The plan is financed by contributions of NYRA and the employees. All payments are made directly to the sole trustee, Bankers Trust Company. The trustee is in charge of the investment and handling of contributions to the trust and of the funds in the trust. The NYRA has the exclusive right to name the trustee and the union has no right to approve or disapprove of the employer's choice. The parties stipulated that Bankers Trust Company is not a 'representative' of any of the employees of NYRA within the meaning of the Act. No funds in the trust are handled by or pass through the union.

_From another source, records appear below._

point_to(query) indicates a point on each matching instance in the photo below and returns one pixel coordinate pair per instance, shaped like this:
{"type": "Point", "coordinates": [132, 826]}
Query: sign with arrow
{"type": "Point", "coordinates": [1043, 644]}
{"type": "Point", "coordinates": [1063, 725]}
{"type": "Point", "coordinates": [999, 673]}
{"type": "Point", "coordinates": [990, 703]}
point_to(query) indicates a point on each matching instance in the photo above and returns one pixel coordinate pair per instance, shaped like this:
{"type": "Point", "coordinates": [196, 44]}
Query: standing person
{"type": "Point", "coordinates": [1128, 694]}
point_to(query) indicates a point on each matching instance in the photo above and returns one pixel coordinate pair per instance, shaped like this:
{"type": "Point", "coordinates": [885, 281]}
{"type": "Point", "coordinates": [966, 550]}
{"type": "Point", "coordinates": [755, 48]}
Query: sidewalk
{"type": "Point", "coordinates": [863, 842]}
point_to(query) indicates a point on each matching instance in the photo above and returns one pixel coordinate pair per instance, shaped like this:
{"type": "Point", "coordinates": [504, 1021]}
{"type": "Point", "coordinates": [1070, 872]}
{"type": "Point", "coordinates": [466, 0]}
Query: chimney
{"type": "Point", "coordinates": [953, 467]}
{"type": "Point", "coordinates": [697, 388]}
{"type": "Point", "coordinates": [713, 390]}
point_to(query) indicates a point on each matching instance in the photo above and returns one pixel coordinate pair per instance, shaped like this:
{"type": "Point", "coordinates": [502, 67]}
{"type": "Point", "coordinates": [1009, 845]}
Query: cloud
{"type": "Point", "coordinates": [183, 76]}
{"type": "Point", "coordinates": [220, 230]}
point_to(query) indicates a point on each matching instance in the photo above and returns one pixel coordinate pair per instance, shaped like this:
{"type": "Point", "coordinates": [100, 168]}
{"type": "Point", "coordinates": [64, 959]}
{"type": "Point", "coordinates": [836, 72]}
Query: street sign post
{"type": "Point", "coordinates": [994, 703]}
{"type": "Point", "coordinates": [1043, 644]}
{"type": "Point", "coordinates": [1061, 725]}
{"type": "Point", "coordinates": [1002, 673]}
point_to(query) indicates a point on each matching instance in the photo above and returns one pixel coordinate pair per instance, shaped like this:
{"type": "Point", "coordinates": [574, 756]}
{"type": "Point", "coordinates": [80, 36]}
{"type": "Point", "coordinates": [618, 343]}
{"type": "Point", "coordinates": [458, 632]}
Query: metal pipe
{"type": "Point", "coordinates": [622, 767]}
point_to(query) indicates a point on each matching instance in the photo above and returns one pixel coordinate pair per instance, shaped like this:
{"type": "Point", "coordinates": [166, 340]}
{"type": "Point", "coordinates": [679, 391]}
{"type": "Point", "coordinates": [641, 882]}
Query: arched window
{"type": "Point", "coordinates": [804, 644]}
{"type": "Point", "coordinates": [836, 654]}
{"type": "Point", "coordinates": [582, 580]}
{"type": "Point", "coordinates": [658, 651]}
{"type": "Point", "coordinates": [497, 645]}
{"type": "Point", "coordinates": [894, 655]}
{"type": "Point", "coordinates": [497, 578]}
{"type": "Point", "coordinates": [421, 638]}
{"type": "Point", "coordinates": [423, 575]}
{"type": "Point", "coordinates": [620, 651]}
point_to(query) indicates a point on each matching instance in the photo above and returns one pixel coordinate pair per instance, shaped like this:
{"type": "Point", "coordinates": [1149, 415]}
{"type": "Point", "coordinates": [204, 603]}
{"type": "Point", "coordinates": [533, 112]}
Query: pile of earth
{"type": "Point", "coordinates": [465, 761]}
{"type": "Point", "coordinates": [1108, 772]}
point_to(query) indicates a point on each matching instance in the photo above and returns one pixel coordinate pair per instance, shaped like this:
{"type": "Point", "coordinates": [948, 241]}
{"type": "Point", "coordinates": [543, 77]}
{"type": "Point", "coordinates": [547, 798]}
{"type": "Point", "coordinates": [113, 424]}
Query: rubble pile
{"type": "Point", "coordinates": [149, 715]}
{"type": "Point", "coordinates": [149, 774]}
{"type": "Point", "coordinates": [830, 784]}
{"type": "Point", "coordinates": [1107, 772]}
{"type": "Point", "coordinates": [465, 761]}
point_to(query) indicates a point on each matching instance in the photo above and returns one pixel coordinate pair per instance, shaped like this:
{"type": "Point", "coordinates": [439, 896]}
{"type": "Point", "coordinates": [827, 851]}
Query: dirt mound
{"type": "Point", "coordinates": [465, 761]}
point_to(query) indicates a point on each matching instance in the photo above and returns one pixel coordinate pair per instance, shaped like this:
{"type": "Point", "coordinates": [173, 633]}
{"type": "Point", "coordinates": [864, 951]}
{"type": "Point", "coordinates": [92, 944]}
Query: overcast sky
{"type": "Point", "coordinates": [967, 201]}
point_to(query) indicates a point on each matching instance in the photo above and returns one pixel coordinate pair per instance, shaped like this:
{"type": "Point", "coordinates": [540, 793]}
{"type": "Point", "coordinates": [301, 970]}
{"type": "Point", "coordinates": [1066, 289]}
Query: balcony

Disbursements by the trustee must be authorized by the Pension Committee. Under the terms of 2(b) of the Trust Agreement, the Pension Committee has power to order the trustee to pay moneys the Pension Committee itself. However, thePension Committee itself. However, as a matter of actual practice no funds are handled by or pass through either the Committee or its members. The Pension Committee consists of six members and a chairman. Three members are designated by NYRA and three members are designated by the union. The chairman is designated by the NYRA with the approval of the majority of the members of the Committee designated by the union. The present chairman, defendant Frank M. Basil,2 is the Vice president, Treasurer and Comptroller of NYRA and acts as chairman of the employer's labor coordinating committee. The chairman casts the deciding vote when the Committee is deadlocked. The Complaint alleged and defendants agree that there is a 'controlling imbalance' in the Pension Committee whereby the employer maintains 'absolute dominance of the Plan.'

The district court held that the statute 'permits but one type of plan which must comply in all respects with the elements set forth (in Section 302(c)(5)) or fall as an illegal payment under one or more of the first four subdivisions.' We disagree.

As the language of the Act clearly indicates, a trust fund for the benefit of employees need not conform to the provisions of Section 302(c)(5) unless employer contributions to the fund would violate one or more of the provisions of Section 302(a). United States v. Annunziato, 293 F.2d 373, 379 (2d Cir.), cert. denied, 368 U.S. 919, 82 S.Ct. 240, 7 L.Ed.2d 134 (1961); Mechanical Contractors Association v. Local Union 420, 265 F.2d 607, 611 (3rd Cir. 1959); Sheet Metal Contractors Association of San Francisco v. Sheet Metal Workers International Association, 248 F.2d 307, 315 (9th Cir. 1957); Paramount Plastering, Inc. v. Local No. 2, D.C., 195 F.Supp. 287, 292, aff'd, 310 F.2d 179 (9th Cir. 1962); Shapiro v. Rosenbaum, 171 F.Supp. 875, 878 (S.D.N.Y.1959). See United States v. Ryan, 350 U.S. 299, 305, 76 S.Ct. 400, 100 L.Ed. 335 (1956); International Longshoremen's Association v. Seatrain Lines, Inc., 326 F.2d at 919; S.Rep.No. 1739, 84th Cong., 2d sess. 58 (1956); H.R.Rep.No. 510, 80th Cong., 1st Sess. (1947).

We also disagree with the district court's alternative holding that NYRA's payments to the trust fund constitute payments to a 'representative of employees' in violation of Section 302(a)(1).